In an extraordinary and unprecedented move, Israel has closed Tel Aviv’s Ben Gurion Airport, and barred all flights from entering or leaving the country until the ban is reviewed on January 31.

According to Israeli press, the move is due to fears of faster-spreading, more-contagious or vaccine-resistant coronavirus variants entering the country, just as Israel’s vaccination campaign moves into full swing.
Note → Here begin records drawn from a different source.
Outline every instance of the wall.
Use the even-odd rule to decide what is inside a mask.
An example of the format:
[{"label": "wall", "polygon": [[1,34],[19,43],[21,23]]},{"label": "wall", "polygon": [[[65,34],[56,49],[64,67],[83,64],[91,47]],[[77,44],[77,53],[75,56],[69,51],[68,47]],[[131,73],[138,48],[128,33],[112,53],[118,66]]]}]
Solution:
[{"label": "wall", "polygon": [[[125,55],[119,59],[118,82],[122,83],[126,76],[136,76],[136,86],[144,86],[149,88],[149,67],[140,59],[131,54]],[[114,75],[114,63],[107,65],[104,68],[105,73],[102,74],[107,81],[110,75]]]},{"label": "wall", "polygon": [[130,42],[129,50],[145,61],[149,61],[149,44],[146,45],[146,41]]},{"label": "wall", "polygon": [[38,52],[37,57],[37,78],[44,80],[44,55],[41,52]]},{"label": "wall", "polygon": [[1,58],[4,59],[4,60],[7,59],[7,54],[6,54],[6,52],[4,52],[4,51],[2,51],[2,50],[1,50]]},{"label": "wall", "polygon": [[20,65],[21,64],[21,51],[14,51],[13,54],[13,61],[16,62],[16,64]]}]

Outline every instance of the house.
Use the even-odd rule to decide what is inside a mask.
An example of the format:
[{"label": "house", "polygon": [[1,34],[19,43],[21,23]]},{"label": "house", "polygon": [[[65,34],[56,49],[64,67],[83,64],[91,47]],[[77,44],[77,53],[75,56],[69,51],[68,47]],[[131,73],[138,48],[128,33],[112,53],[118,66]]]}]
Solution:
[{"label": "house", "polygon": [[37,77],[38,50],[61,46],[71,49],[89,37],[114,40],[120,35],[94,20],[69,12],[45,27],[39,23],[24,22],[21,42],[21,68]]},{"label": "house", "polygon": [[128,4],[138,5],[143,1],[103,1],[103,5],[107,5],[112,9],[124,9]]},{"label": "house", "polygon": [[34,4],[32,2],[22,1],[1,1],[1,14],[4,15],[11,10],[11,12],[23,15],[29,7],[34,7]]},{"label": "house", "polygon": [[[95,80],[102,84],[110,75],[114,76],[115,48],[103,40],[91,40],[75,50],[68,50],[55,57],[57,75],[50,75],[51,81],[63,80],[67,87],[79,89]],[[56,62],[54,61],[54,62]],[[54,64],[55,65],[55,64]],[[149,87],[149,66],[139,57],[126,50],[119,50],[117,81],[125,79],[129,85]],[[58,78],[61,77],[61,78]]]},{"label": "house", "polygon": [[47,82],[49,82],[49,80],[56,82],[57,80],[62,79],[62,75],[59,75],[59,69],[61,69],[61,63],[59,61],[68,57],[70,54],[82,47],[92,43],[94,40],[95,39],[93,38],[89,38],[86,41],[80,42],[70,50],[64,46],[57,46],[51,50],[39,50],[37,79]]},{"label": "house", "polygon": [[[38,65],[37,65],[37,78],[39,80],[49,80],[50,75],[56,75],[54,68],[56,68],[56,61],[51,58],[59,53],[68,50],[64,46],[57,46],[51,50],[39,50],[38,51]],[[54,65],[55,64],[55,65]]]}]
The British, South African and Californian variants have been found in Israel.

All commercial aircraft are barred from entering Israeli skies or landing at Ben Gurion Airport, with the exception of cargo and emergency aircraft, and aircraft that cross Israeli airspace without landing.

International travellers have been identified as a prime source of infections in the country and the government has been criticised for having too lax an entry policy.
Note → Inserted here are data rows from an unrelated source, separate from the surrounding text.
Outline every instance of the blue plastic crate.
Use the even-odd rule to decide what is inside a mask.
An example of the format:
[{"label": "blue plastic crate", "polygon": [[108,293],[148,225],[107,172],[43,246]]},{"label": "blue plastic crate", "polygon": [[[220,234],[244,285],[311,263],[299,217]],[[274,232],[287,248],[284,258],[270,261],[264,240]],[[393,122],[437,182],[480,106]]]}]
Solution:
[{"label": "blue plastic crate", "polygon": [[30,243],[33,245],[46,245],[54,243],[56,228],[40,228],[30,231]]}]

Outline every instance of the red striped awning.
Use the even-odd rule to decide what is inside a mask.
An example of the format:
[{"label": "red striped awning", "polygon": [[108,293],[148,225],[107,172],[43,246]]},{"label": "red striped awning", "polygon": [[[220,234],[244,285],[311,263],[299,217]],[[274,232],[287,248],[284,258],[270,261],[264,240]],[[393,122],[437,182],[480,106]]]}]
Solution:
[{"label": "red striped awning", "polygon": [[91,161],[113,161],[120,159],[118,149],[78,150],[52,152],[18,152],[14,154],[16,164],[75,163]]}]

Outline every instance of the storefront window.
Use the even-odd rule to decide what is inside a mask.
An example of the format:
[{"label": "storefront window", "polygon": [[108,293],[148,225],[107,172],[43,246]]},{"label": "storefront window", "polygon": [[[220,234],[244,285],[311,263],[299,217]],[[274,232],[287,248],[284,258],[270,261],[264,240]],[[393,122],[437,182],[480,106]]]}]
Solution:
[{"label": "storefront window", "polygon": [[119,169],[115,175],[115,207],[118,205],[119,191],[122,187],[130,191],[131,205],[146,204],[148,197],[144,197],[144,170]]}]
Prime Minister Benjamin Netanyahu said the measure would “hermetically” seal the skies. But for Sharon Alroy-Preis, head of public health at the Health Ministry, the week-long closure of Ben Gurion Airport is not enough. “We will have to extend the closure by at least a few weeks to buy time for the vaccination campaign,” she is reported to have told the Knesset, the Israeli parliament.

Israel’s vaccination drive has now seen over 2,6m residents receive the first injection, while 1,1m million of these have also had the second dose. The government has the goal of vaccinating the entire eligible adult population over the age of 16 by the end of March.